Chances are, you’ve been watching “So You Think You Can Dance” since its premiere July 20 on Fox, but DS has the inside scoop on what it really took for these dancers to make it to Hollywood. Producers saw more than 2,000 hopefuls in eight U.S. cities, and invited dancers to callbacks in NYC, L.A. and Chicago, where open auditions were also held.
In NYC, DS sat in on a Broadway Dance Center private audition, where students performed solos in their chosen dance form. Only 150 dancers out of about a thousand, both from the BDC audition and the NYC open call, were asked to return to the callback.
According to dancer Amy Ryerson, who performed a contemporary/modern solo, the callback lasted for 16 grueling hours, during which judges whittled the group to 20 finalists. Dancers had to freestyle to hip-hop music for the first cut. Because Ryerson heard that judges weren’t impressed by high kicks and leaps in the freestyle round, she danced like she was in a club. “It was funny, because I had a lyrical costume on,” she says. “Somehow, I stayed to the next round.”
Next, dancers performed prepared solos and were interviewed. They didn’t begin learning choreography until nearly 10 pm (the day began at 8:30 am), at which point they learned one salsa dance and one hip-hop routine, Ryerson says. She was put on a “short list” of about 20 potential finalists, pending results of L.A. auditions. Only eight dancers from the NYC short list (Ryerson was not one of them) were eventually selected to join winners from L.A. and Chicago to comprise the 50-person cast.

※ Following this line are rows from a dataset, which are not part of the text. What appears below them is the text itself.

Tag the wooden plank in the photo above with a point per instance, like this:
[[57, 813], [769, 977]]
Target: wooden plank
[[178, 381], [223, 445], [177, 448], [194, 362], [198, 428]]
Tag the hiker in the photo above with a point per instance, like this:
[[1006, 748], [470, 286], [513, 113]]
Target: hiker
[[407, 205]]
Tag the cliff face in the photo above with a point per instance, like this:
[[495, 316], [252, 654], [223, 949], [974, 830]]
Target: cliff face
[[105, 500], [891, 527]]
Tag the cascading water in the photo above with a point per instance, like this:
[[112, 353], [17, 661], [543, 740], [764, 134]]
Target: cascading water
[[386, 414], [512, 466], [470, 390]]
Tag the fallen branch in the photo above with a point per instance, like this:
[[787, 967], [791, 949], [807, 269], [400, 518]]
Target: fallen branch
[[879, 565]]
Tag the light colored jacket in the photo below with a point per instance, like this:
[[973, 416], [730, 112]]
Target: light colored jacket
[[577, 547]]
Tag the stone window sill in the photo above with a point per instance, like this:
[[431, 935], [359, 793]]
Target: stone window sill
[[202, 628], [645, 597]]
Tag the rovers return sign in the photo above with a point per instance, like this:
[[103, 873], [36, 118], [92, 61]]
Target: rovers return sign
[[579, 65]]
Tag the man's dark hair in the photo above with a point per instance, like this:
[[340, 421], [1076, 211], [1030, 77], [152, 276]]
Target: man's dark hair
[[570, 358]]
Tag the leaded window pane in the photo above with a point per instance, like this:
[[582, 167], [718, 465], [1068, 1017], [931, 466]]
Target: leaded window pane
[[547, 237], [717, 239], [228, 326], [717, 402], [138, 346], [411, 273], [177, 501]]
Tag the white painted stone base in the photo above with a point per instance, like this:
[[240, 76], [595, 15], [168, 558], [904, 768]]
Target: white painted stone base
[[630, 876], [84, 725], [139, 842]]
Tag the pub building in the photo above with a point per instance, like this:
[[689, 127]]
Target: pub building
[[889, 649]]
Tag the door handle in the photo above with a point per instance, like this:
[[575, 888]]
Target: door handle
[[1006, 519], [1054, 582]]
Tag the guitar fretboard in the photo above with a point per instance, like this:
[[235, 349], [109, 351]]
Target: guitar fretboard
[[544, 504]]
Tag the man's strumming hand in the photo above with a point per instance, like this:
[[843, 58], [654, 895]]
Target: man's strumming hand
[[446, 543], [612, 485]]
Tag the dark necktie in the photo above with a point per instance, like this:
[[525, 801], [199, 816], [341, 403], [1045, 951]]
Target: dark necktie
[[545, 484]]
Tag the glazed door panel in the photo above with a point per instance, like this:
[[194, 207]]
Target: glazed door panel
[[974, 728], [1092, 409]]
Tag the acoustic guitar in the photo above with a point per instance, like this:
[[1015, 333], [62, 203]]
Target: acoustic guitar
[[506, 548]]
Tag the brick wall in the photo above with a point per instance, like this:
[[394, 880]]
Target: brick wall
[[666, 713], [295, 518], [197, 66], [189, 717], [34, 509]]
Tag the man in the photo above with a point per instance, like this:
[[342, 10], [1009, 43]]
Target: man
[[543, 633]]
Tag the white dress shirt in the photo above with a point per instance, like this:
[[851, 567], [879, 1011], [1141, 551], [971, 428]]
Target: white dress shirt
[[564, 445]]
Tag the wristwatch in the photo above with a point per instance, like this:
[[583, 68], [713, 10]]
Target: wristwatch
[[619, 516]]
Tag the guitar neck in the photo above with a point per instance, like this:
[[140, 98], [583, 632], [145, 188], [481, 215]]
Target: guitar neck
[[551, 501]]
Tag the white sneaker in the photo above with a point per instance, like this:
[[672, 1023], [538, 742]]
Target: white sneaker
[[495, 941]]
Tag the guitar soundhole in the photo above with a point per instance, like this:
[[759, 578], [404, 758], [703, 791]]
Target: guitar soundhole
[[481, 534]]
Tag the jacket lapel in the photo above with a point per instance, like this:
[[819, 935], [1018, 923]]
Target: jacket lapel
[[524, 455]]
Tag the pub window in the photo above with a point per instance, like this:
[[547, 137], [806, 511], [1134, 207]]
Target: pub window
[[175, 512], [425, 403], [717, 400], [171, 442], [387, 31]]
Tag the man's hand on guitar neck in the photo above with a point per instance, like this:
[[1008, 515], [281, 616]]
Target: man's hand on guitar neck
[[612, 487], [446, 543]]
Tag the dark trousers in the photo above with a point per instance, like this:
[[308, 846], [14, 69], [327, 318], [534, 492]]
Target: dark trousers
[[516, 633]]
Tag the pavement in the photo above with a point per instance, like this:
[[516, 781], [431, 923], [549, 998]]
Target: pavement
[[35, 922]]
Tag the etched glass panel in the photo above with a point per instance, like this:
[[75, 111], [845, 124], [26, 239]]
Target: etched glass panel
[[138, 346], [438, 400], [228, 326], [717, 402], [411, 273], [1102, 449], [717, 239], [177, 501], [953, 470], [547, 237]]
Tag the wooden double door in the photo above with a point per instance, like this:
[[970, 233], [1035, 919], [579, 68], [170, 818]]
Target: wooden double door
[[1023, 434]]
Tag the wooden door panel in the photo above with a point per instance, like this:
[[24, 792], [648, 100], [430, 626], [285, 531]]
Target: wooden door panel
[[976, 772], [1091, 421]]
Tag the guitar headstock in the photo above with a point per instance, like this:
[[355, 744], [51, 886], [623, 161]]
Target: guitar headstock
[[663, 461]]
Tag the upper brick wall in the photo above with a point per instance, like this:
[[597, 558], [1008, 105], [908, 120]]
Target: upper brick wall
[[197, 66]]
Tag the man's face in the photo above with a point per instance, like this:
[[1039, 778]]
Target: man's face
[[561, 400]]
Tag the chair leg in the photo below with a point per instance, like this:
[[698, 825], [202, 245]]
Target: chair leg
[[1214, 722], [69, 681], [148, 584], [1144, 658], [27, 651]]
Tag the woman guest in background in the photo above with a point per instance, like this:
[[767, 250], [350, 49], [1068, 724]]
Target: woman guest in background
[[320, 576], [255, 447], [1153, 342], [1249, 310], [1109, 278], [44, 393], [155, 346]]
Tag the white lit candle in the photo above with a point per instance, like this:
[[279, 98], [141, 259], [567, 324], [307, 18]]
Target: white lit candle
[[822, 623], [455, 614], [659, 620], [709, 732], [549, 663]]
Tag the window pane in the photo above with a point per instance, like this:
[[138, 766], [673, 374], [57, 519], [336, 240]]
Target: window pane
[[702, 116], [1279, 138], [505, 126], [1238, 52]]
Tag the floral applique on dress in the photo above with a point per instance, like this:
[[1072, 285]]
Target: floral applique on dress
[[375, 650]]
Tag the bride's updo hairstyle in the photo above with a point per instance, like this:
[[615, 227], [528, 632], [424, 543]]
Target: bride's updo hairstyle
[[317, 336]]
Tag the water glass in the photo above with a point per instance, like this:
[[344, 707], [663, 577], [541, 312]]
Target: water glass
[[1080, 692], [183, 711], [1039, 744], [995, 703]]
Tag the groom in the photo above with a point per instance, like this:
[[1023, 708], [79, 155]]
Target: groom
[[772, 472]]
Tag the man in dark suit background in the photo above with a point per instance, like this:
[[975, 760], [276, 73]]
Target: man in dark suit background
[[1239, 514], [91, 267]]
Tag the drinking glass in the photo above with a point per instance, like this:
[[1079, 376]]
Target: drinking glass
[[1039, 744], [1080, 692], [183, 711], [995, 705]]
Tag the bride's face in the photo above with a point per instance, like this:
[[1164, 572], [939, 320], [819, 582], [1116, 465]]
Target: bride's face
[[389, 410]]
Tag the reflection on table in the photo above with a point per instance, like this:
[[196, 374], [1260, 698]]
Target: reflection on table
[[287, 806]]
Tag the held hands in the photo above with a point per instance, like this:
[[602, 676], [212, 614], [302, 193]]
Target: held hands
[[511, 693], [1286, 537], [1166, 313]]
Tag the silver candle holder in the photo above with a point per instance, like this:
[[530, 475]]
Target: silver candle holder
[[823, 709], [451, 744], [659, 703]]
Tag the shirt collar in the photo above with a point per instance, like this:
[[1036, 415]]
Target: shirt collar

Executive Producer Nigel Lythgoe, who also produces “American Idol,” explains that the final 50 were not simply the best dancers in the country. “They [were] cast so that [we had] breakers, hip-hop dancers, ballet dancers, lyrical jazz dancers, Irish dancers and tap dancers,” he says. “It’s a question of, so you think you can dance? Well, let’s try you out with other styles.”
The original 50 split into groups of 10 to work with each of the five choreographers/judges—Brian Friedman, Dan Karaty, Alex Da Silva, Mary Murphy and Mia Michaels. Former DS cover boy Friedman doled out a sampling of his most intricate choreography. “I’m a very demanding teacher,” he says. “I like everything to be clean, precise and detail-oriented. If [a dancer’s] eyebrow is supposed to be up, it better be up.”Friedman was impressed with the diversity and talent on the show: He plans to hire some of the dancers for future projects, but declined to name names.
For the finale slated to air September 28, the final four dancers (two boys and two girls) must perform alone, with each other and as a group, in addition to improvising. Lythgoe is looking for “America’s most versatile dancer, with personality” to receive the grand prize of $100,000 and an apartment in NYC for one year, though it’s not up to him. The decision ultimately lies with the viewers, whose only chance to vote is on the final episode.